Enel si organizza per rendere strutturale l’utilizzo dell’intelligenza artificiale in tutti i settori di business del gruppo.
Per coordinare e rendere efficace un utilizzo che sia rispettoso delle varie normative e regole che vengono via via emanate a livello globale, il gruppo elettrico ha creato un comitato per la governance dell’intelligenza artificiale tradizionale e generativa presieduto da Stefano Ciurli, responsabile Global Services.
“La Commissione europea ha varato l’AI Act ma il nostro gruppo deve rispettare numerose diverse regolamentazioni che incidono sulle società del gruppo presenti in 29 paesi e in 5 continenti.
Per gestire questi processi ed essere certi che la tecnologia AI acquisita, autoprodotta o magari ceduta a terzi rispetti le normative attuali e future, abbiamo scelto di istituire comitati interni, articolati in sottocomitati, nei quali sono rappresentate le direzioni dell’azienda”, ha spiegato al Sole 24 Ore.
L’adozione di un modello, basato su una gestione globale dell’Ict, inserita nelle unità di business ma unitaria nel governo, che fornisce soluzioni a tutto il gruppo, è stata prediletta partendo dalla forte cultura digitale che Enel ha saputo consolidare negli ultimi anni: tutta l’attività del gruppo è in cloud, quindi su piattaforme digitali che rendono rapidamente replicabile nei vari processi operativi i modelli di AI adottati nelle diverse tipologie di business.
“Abbiamo scelto un modello operativo che fa perno sulla struttura Ict del gruppo, presente a livello globale, in grado di sviluppare e fornire modelli di AI a vari settori di business in base alle diverse esigenze”, ha aggiunto Ciurli.
Sono almeno otto gli ambiti nei quali si stanno implementando e sperimentando soluzioni con modelli di AI.
Nel monitoraggio di reti, cantieri e pianificazione degli interventi, ad esempio, si implementano modelli esistenti e se ne sperimentano di nuovi.

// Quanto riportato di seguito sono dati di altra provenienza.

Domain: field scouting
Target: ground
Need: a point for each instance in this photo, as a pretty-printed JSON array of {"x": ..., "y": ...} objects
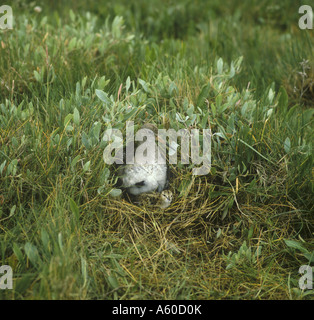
[{"x": 69, "y": 72}]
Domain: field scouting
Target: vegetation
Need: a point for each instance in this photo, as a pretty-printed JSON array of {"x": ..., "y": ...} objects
[{"x": 68, "y": 72}]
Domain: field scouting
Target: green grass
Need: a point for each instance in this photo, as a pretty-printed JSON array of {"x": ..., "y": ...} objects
[{"x": 240, "y": 232}]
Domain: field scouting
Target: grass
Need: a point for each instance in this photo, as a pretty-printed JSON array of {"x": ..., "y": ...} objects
[{"x": 240, "y": 232}]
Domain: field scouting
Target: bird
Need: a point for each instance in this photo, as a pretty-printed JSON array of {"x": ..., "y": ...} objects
[{"x": 146, "y": 175}]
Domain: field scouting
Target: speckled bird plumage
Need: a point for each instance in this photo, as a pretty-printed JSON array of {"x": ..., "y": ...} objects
[{"x": 141, "y": 178}]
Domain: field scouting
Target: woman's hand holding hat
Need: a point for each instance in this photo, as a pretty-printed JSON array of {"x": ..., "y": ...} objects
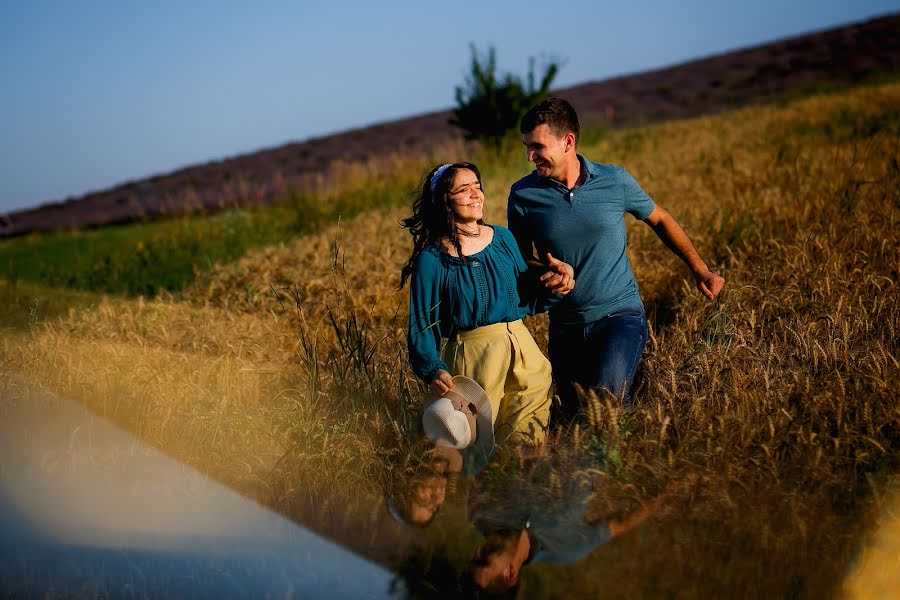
[{"x": 441, "y": 383}]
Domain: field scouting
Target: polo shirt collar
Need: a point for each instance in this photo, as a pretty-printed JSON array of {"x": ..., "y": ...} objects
[{"x": 586, "y": 167}]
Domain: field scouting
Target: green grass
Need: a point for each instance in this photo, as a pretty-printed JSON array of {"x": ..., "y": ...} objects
[{"x": 145, "y": 258}]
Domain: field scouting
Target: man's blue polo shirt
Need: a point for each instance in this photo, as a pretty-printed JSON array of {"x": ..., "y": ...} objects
[{"x": 585, "y": 227}]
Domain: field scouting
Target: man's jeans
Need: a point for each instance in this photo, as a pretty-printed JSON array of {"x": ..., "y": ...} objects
[{"x": 600, "y": 354}]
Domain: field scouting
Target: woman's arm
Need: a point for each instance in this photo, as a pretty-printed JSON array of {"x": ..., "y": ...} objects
[{"x": 423, "y": 339}]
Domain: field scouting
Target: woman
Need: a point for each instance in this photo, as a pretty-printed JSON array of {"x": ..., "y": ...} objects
[{"x": 469, "y": 284}]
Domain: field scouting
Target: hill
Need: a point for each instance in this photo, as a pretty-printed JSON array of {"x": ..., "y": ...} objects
[{"x": 835, "y": 58}]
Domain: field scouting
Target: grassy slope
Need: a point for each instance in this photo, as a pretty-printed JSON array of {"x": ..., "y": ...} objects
[{"x": 781, "y": 395}]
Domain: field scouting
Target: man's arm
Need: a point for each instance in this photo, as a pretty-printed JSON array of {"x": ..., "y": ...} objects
[{"x": 673, "y": 236}]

“Abbiamo iniziato a utilizzare foto di cantieri fatte con gli smartphone per ricostruire attraverso l’immagine, distanze, elementi quantitativi e qualitativi sui cavi posati e elementi dimensionali dello scavo: tutto questo consente di avere un report automatico del cantiere creando un digital twin gemello digitale, con il quale rendicontare e pianificare l’attività”, racconta Ciurli.

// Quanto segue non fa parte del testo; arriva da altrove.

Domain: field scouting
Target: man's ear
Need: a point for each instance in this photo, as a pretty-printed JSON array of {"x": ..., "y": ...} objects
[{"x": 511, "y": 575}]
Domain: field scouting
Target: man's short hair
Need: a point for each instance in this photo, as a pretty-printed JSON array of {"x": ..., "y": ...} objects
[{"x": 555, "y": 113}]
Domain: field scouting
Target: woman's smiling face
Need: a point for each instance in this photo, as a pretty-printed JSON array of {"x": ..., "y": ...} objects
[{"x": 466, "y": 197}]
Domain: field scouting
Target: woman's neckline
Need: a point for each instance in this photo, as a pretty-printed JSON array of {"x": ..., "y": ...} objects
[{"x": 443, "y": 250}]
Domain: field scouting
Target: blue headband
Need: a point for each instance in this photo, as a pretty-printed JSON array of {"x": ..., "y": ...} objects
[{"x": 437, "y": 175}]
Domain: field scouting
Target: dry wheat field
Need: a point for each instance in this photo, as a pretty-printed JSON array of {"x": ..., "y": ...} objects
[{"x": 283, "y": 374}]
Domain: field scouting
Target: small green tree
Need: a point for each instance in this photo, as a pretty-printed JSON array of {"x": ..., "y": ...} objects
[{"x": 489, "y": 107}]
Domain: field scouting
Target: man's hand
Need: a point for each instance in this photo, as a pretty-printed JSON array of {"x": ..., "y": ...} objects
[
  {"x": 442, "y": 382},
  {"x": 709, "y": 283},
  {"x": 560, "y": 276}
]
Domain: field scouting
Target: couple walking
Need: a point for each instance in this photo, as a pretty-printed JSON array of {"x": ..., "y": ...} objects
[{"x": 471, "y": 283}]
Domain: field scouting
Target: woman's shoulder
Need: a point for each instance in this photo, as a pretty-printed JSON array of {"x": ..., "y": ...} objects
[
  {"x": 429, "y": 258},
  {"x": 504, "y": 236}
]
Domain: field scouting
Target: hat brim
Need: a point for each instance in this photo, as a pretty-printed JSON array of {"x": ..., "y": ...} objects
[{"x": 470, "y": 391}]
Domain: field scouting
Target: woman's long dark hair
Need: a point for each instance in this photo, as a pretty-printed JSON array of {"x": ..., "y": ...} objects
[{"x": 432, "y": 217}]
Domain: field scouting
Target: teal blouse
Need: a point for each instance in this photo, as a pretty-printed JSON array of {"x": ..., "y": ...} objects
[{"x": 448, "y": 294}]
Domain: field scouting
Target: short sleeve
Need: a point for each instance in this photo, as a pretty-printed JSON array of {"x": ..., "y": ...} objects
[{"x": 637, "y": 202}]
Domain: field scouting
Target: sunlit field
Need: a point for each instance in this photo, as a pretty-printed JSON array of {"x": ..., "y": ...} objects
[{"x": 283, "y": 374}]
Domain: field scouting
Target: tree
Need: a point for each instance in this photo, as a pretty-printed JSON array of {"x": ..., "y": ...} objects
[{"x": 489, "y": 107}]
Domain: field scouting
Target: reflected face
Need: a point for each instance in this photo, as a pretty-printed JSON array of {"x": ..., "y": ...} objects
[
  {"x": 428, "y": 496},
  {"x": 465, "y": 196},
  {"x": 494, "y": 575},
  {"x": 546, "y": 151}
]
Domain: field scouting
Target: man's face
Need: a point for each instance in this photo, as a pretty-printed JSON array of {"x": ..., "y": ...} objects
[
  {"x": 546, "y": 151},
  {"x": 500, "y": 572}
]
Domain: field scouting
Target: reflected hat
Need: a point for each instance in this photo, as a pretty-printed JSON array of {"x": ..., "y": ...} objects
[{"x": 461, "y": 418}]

Modelli con AI sono usati per la gestione dei dati relativa alla generazione con impianti rinnovabili, idroelettrici, fotovoltaici e eolici, la cui elaborazione su vasta scala può prevenire gli interventi di manutenzione o pianificare quelli di potenziamento.
E ancora: l’utilizzo è previsto per la gestione delle chiamate ai call center, per selezionare rapidamente le esigenze del cliente a seconda di parole ricorrenti e indirizzarla verso l’assistenza adeguata.
Nel procurement, ovvero l’attività relativa alle forniture, è possibile, ad esempio, gestire tutti i quesiti che giungono a seguito della pubblicazione di gare.
“Ci arrivano centinaia di domande da fornitori di tutto il mondo in lingue diverse.
Queste richieste di informazioni saranno, tramite l’AI, lette e organizzate in tipologie di domande alle quali è poi necessario rispondere tenendo conto delle informazioni date in precedenza.
Si tratta di una attività che nella prima fase è sia di analisi sia compilativa e richiederebbe molto tempo, circa una settimana, mentre il sistema AI lo può fare in pochi minuti, semplificando il processo.
Tutto questo, ovviamente, poi deve essere riletto, capito e codificato da una persona”, ha proseguito il manager.